Widespread inoculation of the COVID-19 vaccine will go a long way toward returning to normal. Until then, Adams expects slow going. Businesses have adapted — more people are ordering online and restaurants are going more carry-out — so the question is, he said, how can business bridge the gap.

“The biggest change to the outlook over the last couple of months is the news of how effective the vaccines seem to be and because of that, that has really increased the confidence that the pandemic can come under control in 2021 and by extension the businesses that were most directly hurt by it will be able to start getting back to normal,” Adams said.

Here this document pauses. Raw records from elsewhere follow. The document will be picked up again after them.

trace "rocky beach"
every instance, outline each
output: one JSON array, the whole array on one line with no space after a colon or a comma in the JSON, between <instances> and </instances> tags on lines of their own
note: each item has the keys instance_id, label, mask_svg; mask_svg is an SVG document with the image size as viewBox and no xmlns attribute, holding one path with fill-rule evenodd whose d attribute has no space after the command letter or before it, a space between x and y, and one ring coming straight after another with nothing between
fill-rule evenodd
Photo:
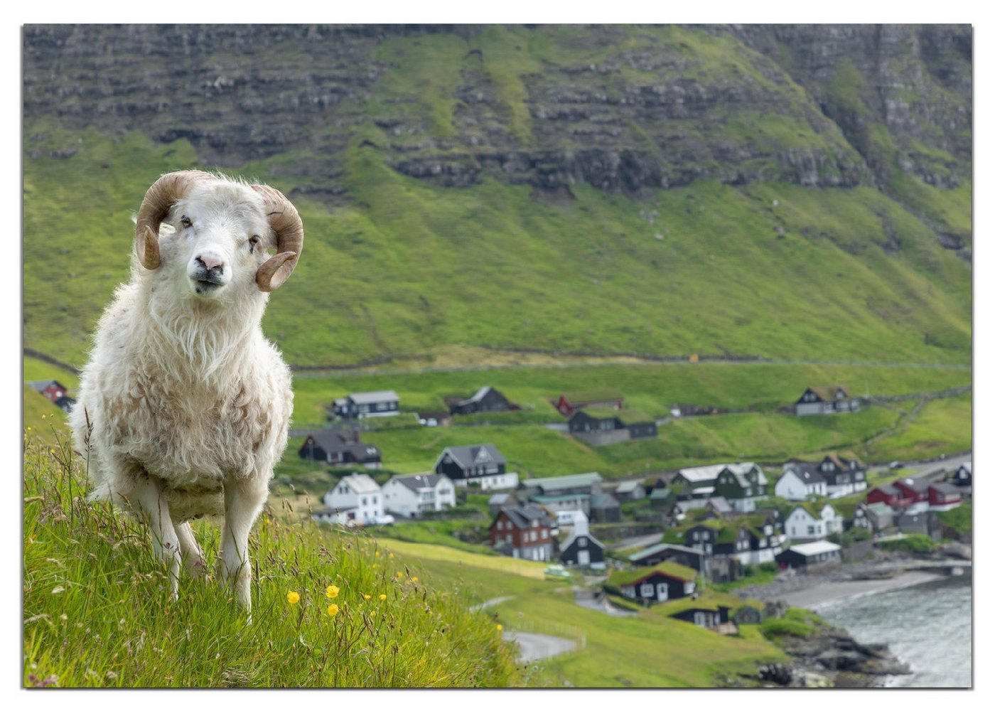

Said Sumel: “With all the gloom and doom around 2020, 2021 will be a better year. Long term, for this economy, for the Mahoning Valley specifically, I do still feel very optimistic that we are on a positive trajectory because we still have three very significant economic development projects in the works that have not changed as far as their timeline or not changed as far as the expected number of jobs that will be created as a result and that is all going to start in 2021.”

Those projects are the General Motors / LG Chem joint venture Ultium Cells LLC in Lordstown, an electric vehicle battery-cell manufacturing plant that will employ upward of 1,100 people; Lordstown Motors Corp., which expects to employ thousands to produce an electric pickup truck; and the HomeGoods regional distribution center, also in Lordstown, that will employ about 1,000 people.